The reversal follows a formal appeal from Aliens vs. Predator publisher Sega, with developer Rebellion having previously promised "we will not be releasing a sanitized or cut down version for territories where adults are not considered by their governments to be able to make their own entertainment choices."
The PC, PlayStation 3 and Xbox 360 game has now been rated MA 15+--the highest possible game rating under current Australia law--with the board writing:
In the Review Board's opinion the violence depicted in the game can be accommodated within the MA 15+ category as the violent scenes are not prolonged and are interspersed with longer non violent sequences. The violence is fantastical in nature and justified by the context of the game, set in a futuristic science-fiction world, inhabited by aliens and predators. This context serves to lessen its impact. The more contentious violence is randomly generated and is not dependent on player selection of specific moves.

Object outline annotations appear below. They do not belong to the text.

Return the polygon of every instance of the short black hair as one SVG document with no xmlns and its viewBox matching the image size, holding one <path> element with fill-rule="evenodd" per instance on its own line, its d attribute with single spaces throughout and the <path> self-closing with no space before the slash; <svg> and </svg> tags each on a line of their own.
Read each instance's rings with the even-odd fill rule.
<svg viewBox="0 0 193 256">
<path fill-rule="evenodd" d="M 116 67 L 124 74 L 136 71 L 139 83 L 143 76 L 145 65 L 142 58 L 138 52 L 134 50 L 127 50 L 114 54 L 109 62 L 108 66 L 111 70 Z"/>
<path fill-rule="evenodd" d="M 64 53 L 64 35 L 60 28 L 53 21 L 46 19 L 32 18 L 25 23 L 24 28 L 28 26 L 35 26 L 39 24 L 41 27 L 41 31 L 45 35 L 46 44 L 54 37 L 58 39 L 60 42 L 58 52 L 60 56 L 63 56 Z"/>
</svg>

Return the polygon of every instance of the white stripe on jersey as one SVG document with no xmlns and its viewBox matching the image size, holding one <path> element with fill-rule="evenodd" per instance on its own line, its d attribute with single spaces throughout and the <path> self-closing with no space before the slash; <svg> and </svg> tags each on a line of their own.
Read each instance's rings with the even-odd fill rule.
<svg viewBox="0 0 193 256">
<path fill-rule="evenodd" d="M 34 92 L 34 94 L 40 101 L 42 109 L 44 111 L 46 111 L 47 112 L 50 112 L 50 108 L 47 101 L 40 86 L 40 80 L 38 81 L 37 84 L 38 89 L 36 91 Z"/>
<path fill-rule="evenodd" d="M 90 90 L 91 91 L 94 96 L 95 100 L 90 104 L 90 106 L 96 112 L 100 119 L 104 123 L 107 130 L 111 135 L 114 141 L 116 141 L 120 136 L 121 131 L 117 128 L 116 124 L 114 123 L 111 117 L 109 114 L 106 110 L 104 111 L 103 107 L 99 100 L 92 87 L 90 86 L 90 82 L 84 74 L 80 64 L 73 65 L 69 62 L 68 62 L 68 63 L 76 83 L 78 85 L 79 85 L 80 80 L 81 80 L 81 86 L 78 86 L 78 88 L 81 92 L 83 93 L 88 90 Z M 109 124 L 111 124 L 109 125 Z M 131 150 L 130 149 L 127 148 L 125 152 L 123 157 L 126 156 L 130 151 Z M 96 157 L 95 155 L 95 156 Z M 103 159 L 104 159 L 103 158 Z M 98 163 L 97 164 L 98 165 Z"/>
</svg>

At the time of the initial decision, Australia's Office of Film and Literature Classification cited the February-due title's "various types of violence" as an issue, explaining that "the Predator collects 'trophies' by explicitly ripping off human heads, their spinal columns dangling from severed necks...heads can be twisted completely around...eyes can be stabbed through or gouged, leaving empty, bloodied eye sockets...extensive post-mortem damage, including decapitation and dismemberment, is also possible."
Word of Sega and Rebellion's successful appeal follows an earlier unsuccessful appeal from Valve, which then released a censored version of Left 4 Dead 2 in Australia after the uncensored edition was twice denied classification.